Huawei could offer ProtonMail as alternative to Google’s Gmail
Huawei’s partnership with ProtonMail could bring the email service preloaded on future Huawei phones.
ProtonMail is in talks with Huawei Technologies Co. about including its encrypted email service in future mobile devices, part of the Chinese phone maker's plan to develop an alternative to Alphabet Inc.'s Google ecosystem.
Huawei may lose access to Google's programs after the U.S. added it to a trade blacklist in May, meaning American businesses need a special license to do business with the Chinese company. The restrictions also affect updates for the Google Android operating system that powers all its smartphones abroad, and without which Huawei can't offer critical apps like Gmail. As a result, Huawei has been racing to build out its own mobile operating system, HarmonyOS, and enlisting developers to offer services on its app store.
"What they see from us is having an alternative to Google in case they can't offer Google anymore," Yen said in an interview.
Read more about the potential impact of the blacklist here.
Representatives for Huawei and Google didn't immediately respond to requests for comment.
Swiss Neutrality
Despite the company's efforts to develop its own solutions, Huawei's overseas smartphone sales could be slashed in half in the next 12 months if phone owners can't use Google Maps or other Google services, Bloomberg Intelligence analyst Charles Shum said in a note this week.

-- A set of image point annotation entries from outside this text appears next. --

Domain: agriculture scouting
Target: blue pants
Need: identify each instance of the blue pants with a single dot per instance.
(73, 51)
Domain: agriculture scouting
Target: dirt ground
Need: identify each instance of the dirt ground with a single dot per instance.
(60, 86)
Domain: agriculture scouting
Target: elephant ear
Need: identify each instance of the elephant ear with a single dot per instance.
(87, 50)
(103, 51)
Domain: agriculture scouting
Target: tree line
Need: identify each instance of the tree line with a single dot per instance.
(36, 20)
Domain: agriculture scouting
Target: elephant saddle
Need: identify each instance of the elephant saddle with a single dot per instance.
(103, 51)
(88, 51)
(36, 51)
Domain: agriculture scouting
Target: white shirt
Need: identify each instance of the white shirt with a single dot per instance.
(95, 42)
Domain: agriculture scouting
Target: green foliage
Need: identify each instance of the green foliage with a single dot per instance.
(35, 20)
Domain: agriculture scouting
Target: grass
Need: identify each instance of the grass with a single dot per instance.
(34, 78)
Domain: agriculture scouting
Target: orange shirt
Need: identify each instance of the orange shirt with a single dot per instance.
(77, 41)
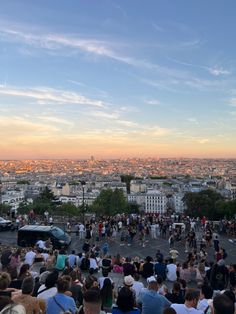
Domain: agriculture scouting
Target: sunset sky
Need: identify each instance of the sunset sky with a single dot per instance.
(117, 78)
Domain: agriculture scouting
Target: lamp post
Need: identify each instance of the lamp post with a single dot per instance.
(83, 207)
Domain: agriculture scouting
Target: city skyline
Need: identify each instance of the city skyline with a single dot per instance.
(117, 79)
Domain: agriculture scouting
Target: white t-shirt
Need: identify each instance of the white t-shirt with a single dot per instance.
(183, 309)
(41, 244)
(137, 287)
(202, 304)
(171, 272)
(93, 263)
(101, 281)
(29, 257)
(47, 293)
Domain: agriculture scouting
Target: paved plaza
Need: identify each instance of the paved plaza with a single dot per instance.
(137, 249)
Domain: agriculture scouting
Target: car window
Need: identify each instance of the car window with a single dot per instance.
(57, 232)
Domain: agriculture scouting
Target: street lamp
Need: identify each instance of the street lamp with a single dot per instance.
(83, 183)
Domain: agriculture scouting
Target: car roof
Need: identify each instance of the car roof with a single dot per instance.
(36, 228)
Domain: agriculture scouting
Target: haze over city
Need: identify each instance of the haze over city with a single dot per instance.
(117, 79)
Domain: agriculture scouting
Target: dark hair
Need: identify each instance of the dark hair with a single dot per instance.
(207, 291)
(27, 286)
(105, 272)
(223, 304)
(4, 301)
(92, 296)
(23, 270)
(159, 280)
(136, 276)
(169, 310)
(230, 295)
(183, 283)
(191, 294)
(176, 287)
(106, 291)
(63, 284)
(5, 280)
(125, 300)
(51, 279)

Yen said that while his company wants to maintain strict neutrality on any political issues, the deciding factor in joining forces with Huawei would be whether it could guarantee the security and privacy of its users.
The discussions with Huawei fit into a wider trend among Chinese providers that are starting to look for alternatives to American tech, amid the increasing U.S. trade tensions with China, he said.

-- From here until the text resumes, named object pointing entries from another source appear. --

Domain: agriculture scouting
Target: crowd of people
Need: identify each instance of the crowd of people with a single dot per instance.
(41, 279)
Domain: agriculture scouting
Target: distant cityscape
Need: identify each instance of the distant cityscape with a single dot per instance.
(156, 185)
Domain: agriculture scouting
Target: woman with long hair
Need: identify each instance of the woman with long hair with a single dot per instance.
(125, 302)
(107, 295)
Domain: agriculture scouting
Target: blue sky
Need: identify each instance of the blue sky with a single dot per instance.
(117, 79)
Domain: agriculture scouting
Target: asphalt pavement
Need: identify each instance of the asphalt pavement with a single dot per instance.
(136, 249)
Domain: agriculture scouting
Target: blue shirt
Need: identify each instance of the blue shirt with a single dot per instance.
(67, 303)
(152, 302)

"It's a business opportunity for Europe in general to provide a viable alternative to American tech and to provide for real competition," Yen said.
Geneva-based ProtonMail offers its 17 million global users an end-to-end encrypted email service. It also stores data at its own data centers, including one located in a heavily guarded bunker under 1,000 meters (3,280 feet) of granite rock, according to its website. The company launched in 2014 while the founders were still researchers at CERN, the European Organization for Nuclear Research.